Chapter 4 demonstrates the successful method development of spray freeze drying laboratory-based setup and fabrication of an inhalable ceftazidime spray freeze dried powder formulation. The results showed that the addition of 20% w/w L-leucine in the formulation resulted in particles with highly porous, fragile and spherical morphology with improved fine particle fraction of 76% compared to without L-leucine-containing formulation (61%) while keeping the height variable constant. There was no correlation between fine particle fraction and height between the atomising nozzle and the surface of the liquid nitrogen.

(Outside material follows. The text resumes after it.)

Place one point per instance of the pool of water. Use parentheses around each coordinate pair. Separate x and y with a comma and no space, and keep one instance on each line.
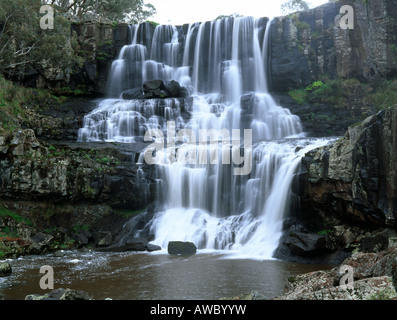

Chapter 5 demonstrates that excipients played a major role in inhaled NAC spray freeze dried powder formulation, where inulin provides structural integrity and L-leucine acts as an aerosolisation enhancer. The results demonstrated the production of highly porous and good physicochemical properties (spherical morphology, water content <5%, no drug-excipient interactions) and fine particle fraction of 61%.
Conclusions
This thesis identifies altered miRNAs associated with COPD and demonstrates their potential as biomarker agents in the Aotearoa New Zealand population associated with cigarette smoking. The fabrication of miRNA-loaded cationic liposomes show potential for an effective delivery of miRNA to lung epithelial cells, however, cytotoxicity remains a concern at higher doses. The successful method development of spray freeze drying provides a workable method to produce inhalable dry powder formulations, paving the way for inhaled miRNA delivery.